I don’t understand your second question, but I can shed some light on the first.

To start with you need to understand that computers are dumber than the bricks we build with. The can’t think in any practical terms - in fact they can’t think at all. Even the best AIs are just trying an input, evaluating an error, and repeating the process until the result is accepted.

Next it helps to know a bit about how Generative Design works. Effectively the application is solving complex equations via trial and error. In randomize the values are completely random, sampling N times and you hope that the solution is found. In optimize a population of N samples are taken and the highest performing solutions inform the next round of samples, this is repeated for M generations.

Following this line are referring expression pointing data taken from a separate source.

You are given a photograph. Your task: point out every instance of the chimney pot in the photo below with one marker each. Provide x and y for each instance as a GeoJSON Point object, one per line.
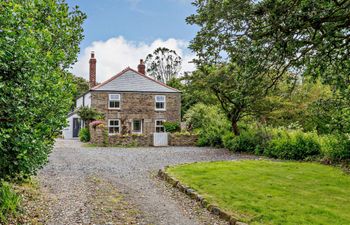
{"type": "Point", "coordinates": [92, 71]}
{"type": "Point", "coordinates": [141, 67]}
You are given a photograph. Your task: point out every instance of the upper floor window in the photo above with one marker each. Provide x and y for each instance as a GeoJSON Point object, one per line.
{"type": "Point", "coordinates": [114, 101]}
{"type": "Point", "coordinates": [114, 126]}
{"type": "Point", "coordinates": [160, 102]}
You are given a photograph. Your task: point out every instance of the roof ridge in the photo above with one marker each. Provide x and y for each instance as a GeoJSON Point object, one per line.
{"type": "Point", "coordinates": [135, 71]}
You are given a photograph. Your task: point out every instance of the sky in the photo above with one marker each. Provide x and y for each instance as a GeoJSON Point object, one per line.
{"type": "Point", "coordinates": [121, 32]}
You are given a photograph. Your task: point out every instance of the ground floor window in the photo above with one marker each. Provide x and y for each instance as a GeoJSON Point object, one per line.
{"type": "Point", "coordinates": [159, 126]}
{"type": "Point", "coordinates": [137, 126]}
{"type": "Point", "coordinates": [114, 126]}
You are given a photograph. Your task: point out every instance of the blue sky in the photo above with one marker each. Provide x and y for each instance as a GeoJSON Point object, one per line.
{"type": "Point", "coordinates": [130, 29]}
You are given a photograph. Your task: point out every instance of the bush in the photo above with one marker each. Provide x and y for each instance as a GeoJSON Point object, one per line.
{"type": "Point", "coordinates": [171, 126]}
{"type": "Point", "coordinates": [84, 134]}
{"type": "Point", "coordinates": [208, 122]}
{"type": "Point", "coordinates": [9, 201]}
{"type": "Point", "coordinates": [251, 139]}
{"type": "Point", "coordinates": [295, 145]}
{"type": "Point", "coordinates": [335, 148]}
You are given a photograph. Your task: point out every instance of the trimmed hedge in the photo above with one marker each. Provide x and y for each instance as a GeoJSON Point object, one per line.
{"type": "Point", "coordinates": [295, 145]}
{"type": "Point", "coordinates": [288, 144]}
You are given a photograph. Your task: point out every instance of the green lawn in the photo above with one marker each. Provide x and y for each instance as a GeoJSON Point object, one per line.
{"type": "Point", "coordinates": [266, 192]}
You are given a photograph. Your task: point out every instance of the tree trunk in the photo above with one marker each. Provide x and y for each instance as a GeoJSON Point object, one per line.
{"type": "Point", "coordinates": [235, 128]}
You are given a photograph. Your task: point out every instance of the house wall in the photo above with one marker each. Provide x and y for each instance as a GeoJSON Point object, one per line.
{"type": "Point", "coordinates": [138, 106]}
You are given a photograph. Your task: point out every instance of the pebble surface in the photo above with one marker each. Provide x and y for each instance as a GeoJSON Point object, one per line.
{"type": "Point", "coordinates": [133, 172]}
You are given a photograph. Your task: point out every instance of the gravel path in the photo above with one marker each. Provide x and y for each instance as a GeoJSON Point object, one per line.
{"type": "Point", "coordinates": [65, 180]}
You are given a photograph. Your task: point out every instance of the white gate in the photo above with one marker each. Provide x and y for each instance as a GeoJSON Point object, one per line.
{"type": "Point", "coordinates": [160, 139]}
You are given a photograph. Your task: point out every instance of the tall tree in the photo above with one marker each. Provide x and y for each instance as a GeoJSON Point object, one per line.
{"type": "Point", "coordinates": [39, 40]}
{"type": "Point", "coordinates": [309, 37]}
{"type": "Point", "coordinates": [238, 92]}
{"type": "Point", "coordinates": [164, 64]}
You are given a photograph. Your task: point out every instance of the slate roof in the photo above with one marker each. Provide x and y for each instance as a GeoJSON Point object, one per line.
{"type": "Point", "coordinates": [133, 81]}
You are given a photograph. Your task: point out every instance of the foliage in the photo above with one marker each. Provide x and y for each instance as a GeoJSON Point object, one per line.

Say you needed to pick find the right value for X in the equation X + Y = Z. You have no idea what Y is until you do the math and it changes each time, and the goal is to minimize the value of Z.

In the first test you selected 0 to be the value of X, and Z wound up being 100. Is this good or bad? Well obviously we don’t know yet, so let’s try again with 10 and get 99.5. Then again with 20 and get 90.153. Going bigger is helping the score, so you’d want to test something huge - say 1,000,000,000,000,000,000,000,000, which returns a score of 1000. Now you know at some point between 20 and the absurdly large number is an optimum , but there are an absurdly large amount of values to test. The number of samples required to narrow in on a solution is absurd, and this doesn’t ensure the optimum, but just one optimum value. There could be another better fit above 1e24, and our four samples hardly scratch the surface of the scope. What number would you guess next? Do you think there would there be any chance of finding the optimum before your deadline?

This problem gets worse, as we haven’t considered -10, -20, or -1,000,000,000,000,000,000,000,000 yet. And while I have been sticking to integers so far, the computer doesn’t know to not test both 10 and 10.00000000000000000001. The amount of values to test is literally infinite.

Fortunately we as designers know what values make sense to use in our work. 1*10^24 isn’t a feasible panel size, room count, or other value, and so we can set the upper limit (and the lower limit and step value) according to what we know about the context of the problem, such as the size of bricks, the maximum dimension of panels, the most number of desks the customer could ever want, how many rooms are too many, etc… The minimum, maximum, and step values of a slider allow us as designers to shape the limits of the testing range in order to prevent the CPU from saying “The best way to build this tower will require a flying buttress based from Mars.”